After being “mom” to my miniature pinscher Ella for the past six years, I have definitely learned some valuable lessons in pet-owning. For most of us, our pets become so intertwined in our family that they really become our “children.” We love them, care for them, and bask in their unwavering love and support. They are there on our best and worst days – always without judgement, and willing to lend a sweet kiss to help comfort us. But how do we help them learn their place in our homes and what’s ok and not ok to do?
JP does 99% of our pet-training at home and she’s terrific at it. Seriously, why break something that’s not broken? The dogs listen to her and know that she rules the roost at our home. I’m more on the back-end as 2nd in charge – they listen to me but not as well as they listen to her. I’m the one they go to when they’re in trouble and looking for a “get out of jail free” card. But I think it’s important for at least one of us to have that command over our pets as they ultimately live in our home and need to abide by our family rules, too. Dogs, instinctively form loyalty in a “pack” setting, and as their family (or owners) we subsequently form their pack. That’s where all their die-hard love and loyalty come from … plus, I’m sure you’re also pretty awesome and that’s why they like you too! It’s important, however, to position yourself as the “Alpha” or leader of the pack because those pups don’t pay the mortgage and if you let them – they will completely take over your home.
I’ve put together some tips of things we do in our household. Keep in mind that every animal is different, but if you learn to adapt to how they learn best you can manage your relationship with them before they take over your entire house.
Stick to a routine. This is a HUGE point. Dogs LOVE routine and once you put them on one, it’ll make your life 99% better. Trust me. A set schedule helps them anticipate their day and adjust to feeding and potty break times. It also calms anxiety they may or might not have due to changing environments.
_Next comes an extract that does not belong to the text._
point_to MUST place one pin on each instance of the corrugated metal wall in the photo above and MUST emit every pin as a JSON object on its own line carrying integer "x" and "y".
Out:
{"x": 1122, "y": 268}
So even if you’re moving homes, or changing your work hours – make sure to still keep your pets on some form of a routine. This will help them more than it will help you. Ella FLIPS out when we move – she tears a part padding in her crate and will squeal like crazy when we leave the home. But keeping her on a routine helps her get over that anxiety quicker and helps her learn to anticipate when we return to the house and that we are not abandoning her like she may think.
Use key terms. Your dogs will get to know the things you say and how you say it – that’s only natural. But having a few key terms they REALLY understand is key. Some of ours include, “who’s hungry,” “go potty/go outside,” “go lay down,” and “come here.” For obvious reasons our dogs caught on to “who’s hungry” and “go potty/go outside” fairly quickly. Those are tied to needs they have. But “go lay down” is probably my favorite because it benefits me. If the dogs are restless or misbehaving, we usually will say “go lay down” sternly and off they go to their spot/dog bed.
Reward good behavior. When our furbabies behave (or are looking extra cute) we reward them with tasty treats or new toys. It’s important that they get nice/yummy stuff to praise them for being good. Plus, doesn’t everyone like indulging in a treat once in a while?!
Be Mindful of Them. I once heard someone say that our pet’s are “part” of our lives, whereas we are their whole life. You’re probably the only person they see in their entire day and they wait at home for hours – for you. So, be mindful of them on those hard and long days when you want nothing but to be alone. Remember to give them extra playtime or hugs and kisses – you might find that it benefits you more than you thought it would.
Get Those Check-Ups. Pets have health needs too, and even though you can’t claim them as a dependent on your health insurance – it’s still important to keep regular check-ups and immunizations scheduled. And, it’s best to be on the preventative side of pet care before something seriously wrong happens and you have to shell out major cash to your vet. (honestly, why can’t we put these guys on our medical plan?!)
Break the Rules (every once and a while). Ok, so it shouldn’t always be bootcamp in your home. Your job as the Alpha of the pack is to provide a safe, loving home for your pets and people. The best thing about having pets is the joy they bring into your life. In our home we have a “no furniture” policy. That means our dogs are absolutely not allowed on our couch, bed, chairs, etc. unless invited. Even then, our little one, Ella, does “lap only” unless she’s told she can park her booty on the actual furniture once she’s in your lap. Our pets even adhere to this rule when visiting other people’s homes. We do this for a few reasons, but mainly it’s to keep our stuff clean and animal smell-free – plus with two hairy dogs we also like to keep pet hair at a minimum. But every now and then, it’s nice to break the rules and cuddle with the pups in bed, plus I think it makes for a nice treat for them. It’s not all the time, but I think they appreciate it when they get a chance to snuggle up closer to you.
So, those are some of our rules – what are the pet rules in your home? What are some of the ways you spoil your furbabies or praise for good behavior?